Steven D'Aprano writes:
In any case, how do you know what "most people" think? Have you done a survey, or are you just guessing? I haven't done a survey, but I'm getting one ready, I also wanna let you all have a read at it before running it, so we can all agree the data we would get from it are meaningful, if that's okay with you.
I am not guessing either however, knowledge is formed in a somewhat deterministic way, and UX design to some extent plays a role in it. You are very likely to form knowledge coherent with what you experience, and the most experience in case of use of super is simple inheritance, which means you're likely to learn a lot about super and SI before you face a MI case, in which, you'd have only the SI experience to build off of an expectation.

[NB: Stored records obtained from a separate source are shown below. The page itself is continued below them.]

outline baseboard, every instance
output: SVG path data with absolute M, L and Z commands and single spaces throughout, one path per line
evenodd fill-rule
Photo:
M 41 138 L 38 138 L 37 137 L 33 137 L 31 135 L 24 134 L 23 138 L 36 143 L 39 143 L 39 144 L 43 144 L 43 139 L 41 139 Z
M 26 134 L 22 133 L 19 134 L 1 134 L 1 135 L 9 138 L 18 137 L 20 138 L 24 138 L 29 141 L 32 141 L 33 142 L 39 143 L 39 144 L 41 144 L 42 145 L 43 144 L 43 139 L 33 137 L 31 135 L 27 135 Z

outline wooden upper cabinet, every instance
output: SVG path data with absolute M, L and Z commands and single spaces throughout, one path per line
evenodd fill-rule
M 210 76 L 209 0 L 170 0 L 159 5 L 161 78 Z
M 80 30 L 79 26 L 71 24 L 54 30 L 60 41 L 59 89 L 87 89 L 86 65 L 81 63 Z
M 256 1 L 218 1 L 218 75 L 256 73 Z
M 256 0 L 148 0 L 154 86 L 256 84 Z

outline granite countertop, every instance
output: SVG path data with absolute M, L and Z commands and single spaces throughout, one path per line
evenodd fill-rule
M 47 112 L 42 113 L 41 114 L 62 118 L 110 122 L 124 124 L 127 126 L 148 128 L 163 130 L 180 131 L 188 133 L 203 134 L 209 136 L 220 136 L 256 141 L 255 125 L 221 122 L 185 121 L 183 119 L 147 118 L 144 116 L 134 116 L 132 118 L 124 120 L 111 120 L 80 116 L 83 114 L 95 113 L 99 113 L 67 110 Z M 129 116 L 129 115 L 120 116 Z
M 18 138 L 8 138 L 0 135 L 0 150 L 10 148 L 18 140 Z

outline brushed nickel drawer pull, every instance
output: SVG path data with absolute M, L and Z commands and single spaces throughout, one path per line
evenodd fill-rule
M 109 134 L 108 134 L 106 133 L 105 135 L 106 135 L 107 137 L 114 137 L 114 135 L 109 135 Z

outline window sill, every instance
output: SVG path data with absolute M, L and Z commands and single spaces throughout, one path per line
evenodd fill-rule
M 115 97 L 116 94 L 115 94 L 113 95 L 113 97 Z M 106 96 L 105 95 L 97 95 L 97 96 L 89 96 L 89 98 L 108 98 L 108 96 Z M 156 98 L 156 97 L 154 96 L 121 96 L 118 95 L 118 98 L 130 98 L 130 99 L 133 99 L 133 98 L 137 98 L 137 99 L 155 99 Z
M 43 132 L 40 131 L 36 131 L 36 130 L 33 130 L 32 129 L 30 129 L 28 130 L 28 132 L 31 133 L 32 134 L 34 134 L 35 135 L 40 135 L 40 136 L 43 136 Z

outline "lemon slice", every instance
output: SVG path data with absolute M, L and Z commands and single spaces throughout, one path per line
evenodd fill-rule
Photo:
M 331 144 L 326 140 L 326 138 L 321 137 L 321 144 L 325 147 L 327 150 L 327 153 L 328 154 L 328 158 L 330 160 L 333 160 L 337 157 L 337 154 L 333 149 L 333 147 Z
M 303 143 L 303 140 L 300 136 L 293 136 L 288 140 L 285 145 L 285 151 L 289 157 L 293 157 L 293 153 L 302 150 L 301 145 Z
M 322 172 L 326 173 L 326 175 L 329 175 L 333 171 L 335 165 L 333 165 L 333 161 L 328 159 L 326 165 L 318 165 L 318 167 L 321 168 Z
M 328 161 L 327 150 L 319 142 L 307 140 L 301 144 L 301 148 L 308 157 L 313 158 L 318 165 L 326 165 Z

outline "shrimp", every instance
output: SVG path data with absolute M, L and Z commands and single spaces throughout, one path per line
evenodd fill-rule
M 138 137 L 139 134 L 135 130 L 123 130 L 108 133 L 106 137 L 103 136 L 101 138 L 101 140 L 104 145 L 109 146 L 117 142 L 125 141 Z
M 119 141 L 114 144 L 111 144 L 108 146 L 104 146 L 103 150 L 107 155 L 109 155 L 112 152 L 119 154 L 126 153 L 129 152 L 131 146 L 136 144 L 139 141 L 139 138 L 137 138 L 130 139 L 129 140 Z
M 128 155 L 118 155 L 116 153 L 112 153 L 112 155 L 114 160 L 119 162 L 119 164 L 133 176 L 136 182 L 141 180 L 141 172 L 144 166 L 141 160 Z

Actually, we are defining arguments to be passed: the listed superclasses are passed on to the class metaclass as a tuple, which preserves order, and the MRO is generated from that ordered tuple. Same problem as before, this is definitely not obvious to most python users, they never have to dive in those metaclasses logics, and therefore, it can't play a role in their understanding of what's happening at class definition. So again, the most common intuition on what happens at class definition would would be very different from the most common intuition about method definition / calls. Essentially, I'm saying that most people intuition is something, and you're answering that this thing almost no one knows about shows otherwise. It doesn't, since they don't know about it. You get my point.